‘Big data’, ‘crowdsourcing’ and ‘e-reader’ have all been added to the dictionary / Getty Images

June's quarterly update to the Oxford English Dictionary includes a raft of technology-inspired words

The latest update to the Oxford English Dictionary (OED) has added a “healthy chunk” of words and meanings taken from the world of technology 

‘Big data’, ‘crowdsourcing’ and ‘e-reader’ have all been added to the dictionary, though other entries have simply been expanded to include new grammatical usages of words.

This means that ‘redirect’ has become a noun as well as a verb (“An instance of redirecting a URL for a web page to another”) whilst ‘stream’ became a verb in addition to a noun.

The June 2013 update also included the tacit admission from Chief Editor John Simpson, that the current rules for the entry of new words might have become outdated as the internet speeds the pace of language change.

The word ‘tweet’ (appearing as both noun and verb) was added, despite the fact that it breaks the OED rule that “a new word needs to be current for ten years before consideration for inclusion.” In reference to this addition Simpson noted that the word “seems to be catching on.”

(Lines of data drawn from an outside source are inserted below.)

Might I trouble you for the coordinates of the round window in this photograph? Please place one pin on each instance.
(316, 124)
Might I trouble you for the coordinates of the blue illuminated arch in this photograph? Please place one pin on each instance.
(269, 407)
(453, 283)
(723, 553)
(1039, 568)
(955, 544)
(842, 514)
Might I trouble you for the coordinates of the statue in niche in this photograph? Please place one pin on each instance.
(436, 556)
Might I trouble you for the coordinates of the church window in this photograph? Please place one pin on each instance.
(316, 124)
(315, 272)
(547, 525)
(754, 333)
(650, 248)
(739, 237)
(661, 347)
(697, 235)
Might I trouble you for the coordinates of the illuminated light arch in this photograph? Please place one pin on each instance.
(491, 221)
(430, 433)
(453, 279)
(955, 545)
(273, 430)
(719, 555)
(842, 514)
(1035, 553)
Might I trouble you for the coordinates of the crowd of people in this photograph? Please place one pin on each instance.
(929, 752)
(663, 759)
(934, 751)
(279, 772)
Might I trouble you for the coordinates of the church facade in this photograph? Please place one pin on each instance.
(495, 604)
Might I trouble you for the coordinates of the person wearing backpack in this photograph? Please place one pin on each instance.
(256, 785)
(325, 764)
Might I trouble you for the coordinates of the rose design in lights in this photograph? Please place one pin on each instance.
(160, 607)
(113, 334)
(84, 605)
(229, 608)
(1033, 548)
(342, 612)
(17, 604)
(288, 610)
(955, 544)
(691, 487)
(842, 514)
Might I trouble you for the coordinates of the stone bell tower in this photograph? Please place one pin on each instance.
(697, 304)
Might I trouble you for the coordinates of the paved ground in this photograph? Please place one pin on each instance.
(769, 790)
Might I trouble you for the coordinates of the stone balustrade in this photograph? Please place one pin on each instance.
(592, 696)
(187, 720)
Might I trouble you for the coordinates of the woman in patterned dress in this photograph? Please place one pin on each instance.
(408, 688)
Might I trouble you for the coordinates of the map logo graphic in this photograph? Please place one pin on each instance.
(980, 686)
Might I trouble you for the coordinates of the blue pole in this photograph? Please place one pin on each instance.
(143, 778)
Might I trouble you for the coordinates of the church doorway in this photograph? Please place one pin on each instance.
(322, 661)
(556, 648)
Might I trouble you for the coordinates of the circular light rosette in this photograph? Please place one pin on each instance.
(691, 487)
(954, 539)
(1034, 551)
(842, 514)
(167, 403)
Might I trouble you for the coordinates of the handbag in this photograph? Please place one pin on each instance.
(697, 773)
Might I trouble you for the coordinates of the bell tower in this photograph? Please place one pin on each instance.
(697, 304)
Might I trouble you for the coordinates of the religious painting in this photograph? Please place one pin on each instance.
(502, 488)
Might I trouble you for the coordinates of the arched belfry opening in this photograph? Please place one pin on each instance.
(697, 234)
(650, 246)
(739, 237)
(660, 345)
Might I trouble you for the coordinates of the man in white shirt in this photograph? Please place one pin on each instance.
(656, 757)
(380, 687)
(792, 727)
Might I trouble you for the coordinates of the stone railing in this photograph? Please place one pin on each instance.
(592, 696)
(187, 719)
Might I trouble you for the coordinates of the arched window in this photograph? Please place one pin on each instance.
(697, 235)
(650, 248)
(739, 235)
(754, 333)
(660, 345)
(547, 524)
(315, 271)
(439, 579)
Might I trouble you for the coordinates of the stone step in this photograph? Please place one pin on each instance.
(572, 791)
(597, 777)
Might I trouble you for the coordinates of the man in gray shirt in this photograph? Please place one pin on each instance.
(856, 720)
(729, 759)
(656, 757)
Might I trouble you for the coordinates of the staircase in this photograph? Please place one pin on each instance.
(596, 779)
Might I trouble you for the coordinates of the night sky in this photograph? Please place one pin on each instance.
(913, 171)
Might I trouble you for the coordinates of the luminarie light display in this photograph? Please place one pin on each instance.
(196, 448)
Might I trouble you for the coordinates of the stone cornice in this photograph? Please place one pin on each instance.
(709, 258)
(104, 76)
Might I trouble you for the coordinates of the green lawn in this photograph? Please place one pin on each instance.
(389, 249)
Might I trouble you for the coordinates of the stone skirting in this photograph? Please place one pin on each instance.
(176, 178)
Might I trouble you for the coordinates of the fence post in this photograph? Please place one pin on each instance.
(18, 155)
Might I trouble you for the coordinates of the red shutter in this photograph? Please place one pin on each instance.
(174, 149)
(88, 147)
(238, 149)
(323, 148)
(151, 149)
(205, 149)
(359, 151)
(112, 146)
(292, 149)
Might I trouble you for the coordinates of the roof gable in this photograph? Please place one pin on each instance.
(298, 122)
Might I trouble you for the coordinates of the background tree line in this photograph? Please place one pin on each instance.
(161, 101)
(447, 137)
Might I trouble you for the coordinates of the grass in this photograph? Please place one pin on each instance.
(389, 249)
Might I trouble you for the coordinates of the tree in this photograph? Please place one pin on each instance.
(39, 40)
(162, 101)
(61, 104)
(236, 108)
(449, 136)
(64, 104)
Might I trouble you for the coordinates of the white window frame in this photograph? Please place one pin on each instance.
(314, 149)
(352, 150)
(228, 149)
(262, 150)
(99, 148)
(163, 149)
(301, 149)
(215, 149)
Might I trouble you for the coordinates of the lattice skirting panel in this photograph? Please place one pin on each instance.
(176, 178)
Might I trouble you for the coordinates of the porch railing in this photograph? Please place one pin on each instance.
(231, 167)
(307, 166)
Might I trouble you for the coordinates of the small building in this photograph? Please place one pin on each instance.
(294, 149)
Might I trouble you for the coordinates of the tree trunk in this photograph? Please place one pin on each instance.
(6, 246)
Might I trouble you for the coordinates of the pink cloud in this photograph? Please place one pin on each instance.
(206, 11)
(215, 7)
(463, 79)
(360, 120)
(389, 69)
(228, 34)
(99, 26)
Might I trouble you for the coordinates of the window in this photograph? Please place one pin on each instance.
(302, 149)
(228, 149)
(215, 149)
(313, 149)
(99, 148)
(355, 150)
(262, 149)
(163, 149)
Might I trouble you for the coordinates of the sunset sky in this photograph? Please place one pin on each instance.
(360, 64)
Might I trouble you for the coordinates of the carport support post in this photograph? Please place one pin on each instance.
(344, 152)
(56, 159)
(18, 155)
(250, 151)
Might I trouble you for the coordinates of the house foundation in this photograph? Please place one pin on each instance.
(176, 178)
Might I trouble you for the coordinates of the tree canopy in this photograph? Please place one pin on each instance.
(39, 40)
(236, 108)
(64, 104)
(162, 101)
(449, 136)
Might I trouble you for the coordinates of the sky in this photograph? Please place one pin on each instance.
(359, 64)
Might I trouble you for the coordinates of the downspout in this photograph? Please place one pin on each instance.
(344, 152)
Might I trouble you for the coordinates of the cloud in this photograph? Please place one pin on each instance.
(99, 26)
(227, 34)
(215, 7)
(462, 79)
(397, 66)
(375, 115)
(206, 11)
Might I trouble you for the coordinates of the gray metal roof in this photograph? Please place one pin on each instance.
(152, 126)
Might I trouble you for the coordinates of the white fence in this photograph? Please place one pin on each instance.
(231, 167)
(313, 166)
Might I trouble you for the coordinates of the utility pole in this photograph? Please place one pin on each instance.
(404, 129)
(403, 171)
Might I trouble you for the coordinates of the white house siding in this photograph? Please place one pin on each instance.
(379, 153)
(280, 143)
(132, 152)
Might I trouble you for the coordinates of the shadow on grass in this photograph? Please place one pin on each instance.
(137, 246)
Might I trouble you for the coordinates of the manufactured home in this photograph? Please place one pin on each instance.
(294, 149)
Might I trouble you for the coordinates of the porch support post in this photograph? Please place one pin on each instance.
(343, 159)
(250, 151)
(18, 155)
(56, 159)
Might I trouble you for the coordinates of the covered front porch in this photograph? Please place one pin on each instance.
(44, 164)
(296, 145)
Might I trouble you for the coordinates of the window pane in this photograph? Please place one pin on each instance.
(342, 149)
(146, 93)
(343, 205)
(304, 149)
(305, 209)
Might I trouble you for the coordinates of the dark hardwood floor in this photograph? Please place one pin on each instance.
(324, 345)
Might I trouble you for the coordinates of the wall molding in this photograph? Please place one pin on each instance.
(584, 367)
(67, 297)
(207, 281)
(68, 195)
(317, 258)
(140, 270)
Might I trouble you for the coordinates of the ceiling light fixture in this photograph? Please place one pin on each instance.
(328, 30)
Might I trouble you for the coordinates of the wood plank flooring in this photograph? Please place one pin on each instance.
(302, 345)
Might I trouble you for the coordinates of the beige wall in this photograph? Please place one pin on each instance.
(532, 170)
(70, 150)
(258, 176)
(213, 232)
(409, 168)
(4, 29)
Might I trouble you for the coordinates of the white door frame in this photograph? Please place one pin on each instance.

Another instance of language usage running ahead of language standardization was the addition of ‘mouseover’. The OED even stated that their use of the technology on the OED Online “predates our inclusion of the term in the dictionary.”

Other new additions included flash mob, 3D printer and live-blogging. Fans of interesting words in general were also hopefully pleased by the likes of 'schlumpy' (of Yiddish origin, meaning sloppy or unkempt) and Mephistophelian (for those that display a devilish ingenuity in their deeds) making long overdue appearances.